Херби отходит к бару. Собутыльник. Приносит кружку и, поболтав пару минут, возвращается к своей компании. Если у него есть компания. Сказал, что есть. Не уверен.
Мать-размать, да уж если на то пошло, в чем же их, мудаков, и винить-то.
Минут через десять старина Моррис приносит от бара виски и, пробормотав: «от Алекса», исчезает.
Это, надо полагать, Алекс Дункан. Еще один собутыльник. Интересные штучки, если это Алекс, че ж он сам-то не подошел, вместо того чтобы полстопки прислать.
Ну, скажем, так: ты видишь, как в бар входит малый, про которого говорили, что он ослеп. Ходили такие слухи. Ты-то знал его не слепым, ну то есть он не всегда такой был, не все то время, что ты с ним знаком, раньше он видел не хуже прочих. Опять же, поговаривают, будто у него нелады с фараонами. И, значит, из-за всего, что ты слышал, тебе не очень-то интересно, чтобы тебя увидели в его компании. А с другой стороны, сердить его тебе тоже не с руки, не важно уж, по какой такой причине. Ну хорошо, ладно, ты вроде как знаешь – ему неизвестно, что ты здесь, в пабе; то есть это если он и вправду ослеп – он же тогда ни хрена увидеть не может. Так-то оно так, но ведь ты ж в этом не уверен, а рисковать тебе неохота, вот ты и посылаешь ему выпивку. Просто для верности. И надеешься, что он подумает так: Ага, ладно, Алекс прислал мне выпивку, а сам не подошел, значит, впутался во что-то, иначе подошел бы, так что все у нас путем, все вроде нормально.
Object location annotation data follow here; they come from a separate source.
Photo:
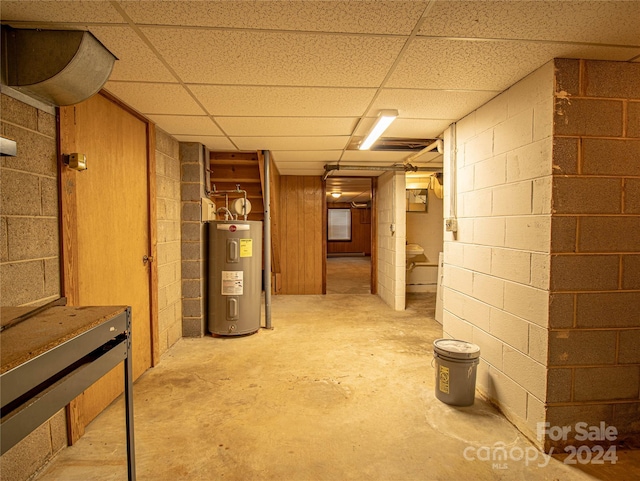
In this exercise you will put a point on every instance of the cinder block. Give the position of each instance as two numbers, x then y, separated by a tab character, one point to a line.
477	258
455	326
47	124
588	117
20	193
32	237
565	156
4	253
488	289
18	112
563	234
575	195
567	72
633	119
631	272
37	154
607	383
632	196
629	348
192	270
541	198
527	302
513	133
489	231
609	234
510	396
584	272
610	157
511	264
540	268
509	329
531	161
512	199
528	233
478	148
192	173
539	344
491	348
492	113
193	327
607	309
612	79
582	347
531	90
559	385
26	457
543	119
49	196
561	310
525	371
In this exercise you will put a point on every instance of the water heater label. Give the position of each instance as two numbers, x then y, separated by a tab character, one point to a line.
232	283
246	247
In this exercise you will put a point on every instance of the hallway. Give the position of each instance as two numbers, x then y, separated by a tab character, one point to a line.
341	388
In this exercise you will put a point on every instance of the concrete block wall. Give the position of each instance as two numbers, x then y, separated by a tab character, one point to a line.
391	239
594	353
193	239
29	248
496	272
168	202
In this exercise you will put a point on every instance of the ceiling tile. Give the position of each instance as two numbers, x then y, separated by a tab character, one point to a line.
280	126
432	104
612	22
283	101
484	65
212	143
373	16
186	125
135	61
153	98
290	143
72	11
321	156
274	58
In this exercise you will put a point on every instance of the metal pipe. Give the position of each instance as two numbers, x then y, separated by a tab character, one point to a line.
397	168
267	238
437	144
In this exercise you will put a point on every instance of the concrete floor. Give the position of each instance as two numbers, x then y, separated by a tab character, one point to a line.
341	388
Да только какое уж там нормально. Понимаешь, о чем я? Потому ты и сидишь, гадаешь, чего это он не подошел, не поздоровался. Правда, может, у него там тоже своя компания или еще чего.
Сэмми отхлебывает виски. Что-то никто в домино не играет, стука не слышно. По пятницам тут, бывает, сразу три игры идут. Есть тут пара ребят, помешанных на этом деле. Сидишь себе, играешь и вдруг слышишь шепоток, оказывается, какой-то дрочила поставил на тебя полета фунтов. Сэмми играл часто, ему это нравилось. Да и вообще ты в этих делах был мастак. Некоторые здорово играют в шахматы. Он, когда первый срок тянул, тоже в шахматы играть насобачился, но с этими ребятами ему и тягаться-то нечего! Совсем другая игра. В крытке часто рассказывали, что настоящий чемпион мира это вовсе не один из тех мудаков, которых по ящику показывают, настоящий в долбаной тюряге сидит. Можешь не сомневаться. В какой тюряге-то? Да в любой, на хер, ты давай, на хер, выбирай, в какой руке.
Вообще-то в домино он, может, и сейчас смог бы сыграть. Там же эти пятнышки на фишках, чем тебе не брайль. Так что попробовать можно. Но только не здесь! тутошние ублюдки как начнут мухлевать, так сразу тебя и сделают, они еще и в очередь выстроятся, чтобы поживиться на твой счет! А, ладно, не треньди; не такая уж они и сволота.